The future of pokies is in the hands of the Tasmanian Parliament’s left-leaning upper house after Liberal Premier Will Hodgman’s election triumph at the weekend.
Opposition Labor leader Rebecca White insists her party will not resile from an election vow to gradually phase out the machines from pubs and clubs despite Saturday’s loss.
“I know that the Labor Party’s position is not going to change on this,” Ms White said at New Norfolk on Sunday.
“The Liberal Party now have a very big job ahead of them to convince both the lower and the upper house that putting this deal out to all of the publicans as a direct licence model is in the best interests of the Tasmanian people.”

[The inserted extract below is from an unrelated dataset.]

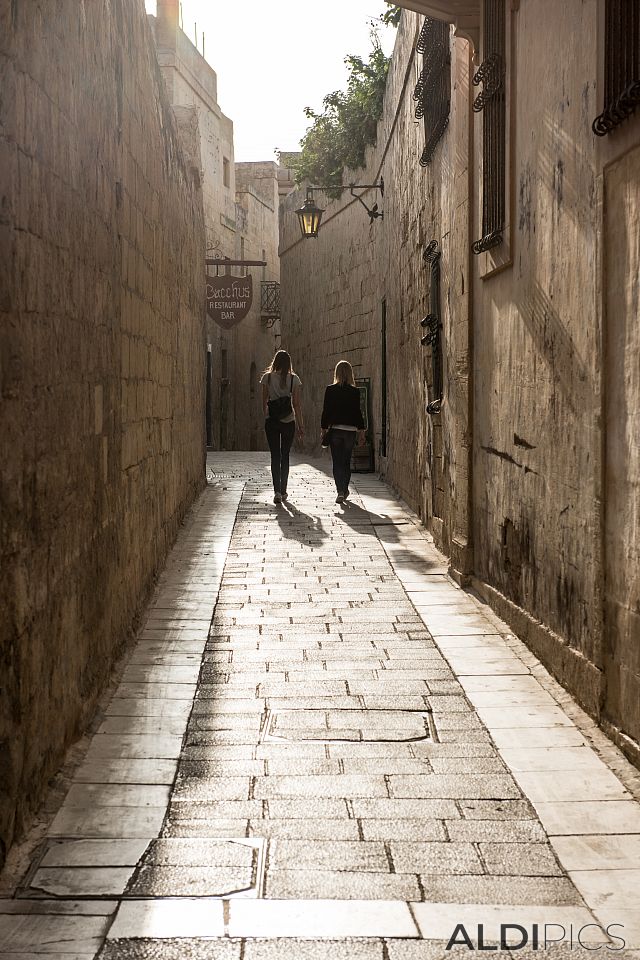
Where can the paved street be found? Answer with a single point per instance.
(319, 737)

Labor campaigned on a pledge to restrict pokies to the state’s casinos, while the Liberals want them to remain in all venues until at least 2043.
Premier Will Hodgman lay low after his historic win, with celebrations tempered by the death of former cabinet colleague and childhood friend Vanessa Goodwin, aged 48, on polling day.
Mr Hodgman became just the second Liberal leader in Tasmania’s history to be re-elected with a majority.
The Liberal government has majority of at least 13 of 25 seats in the state’s lower house.
Labor has nine seats, the Greens one, with two undecided.
Ms White refused to concede Labor’s bold anti-pokies policy cost them the election.
“I know, and the Labor Party knows, that our decision to take this issue to this election was the right thing to do for the health of our communities,” she said.
There were no casualties among Tasmanian cabinet members, with high profile candidates including Treasurer Peter Gutwein, Health Minister Michael Ferguson and Justice Minister Elise Archer all comfortably re-elected.
Backbenchers Nic Street, Roger Jaensch and Joan Rylah are fighting to retain their seats as counting continues.
The Greens meanwhile face a nervous wait to see whether Rosalie Woodruff and Andrea Dawkins can join leader Cassy O’Connor in parliament.
Jacqui Lambie says her team of candidates will be “stronger and smarter” at the next election after failing to win a seat.
Ms White was lambasted for failing to congratulate Mr Hodgman during her concession speech but said she later called him to apologise.
“It was an oversight not to do that last night, and I have apologised to him about that, because it certainly was never my intention to do that,” she said.
Prime Minister Malcolm Turnbull congratulated Mr Hodgman from Sydney.
“(It is) vitally important to continue the terrific momentum in Tasmania in terms of economic growth and opportunity there in that state that Will’s team has delivered,” he told reporters.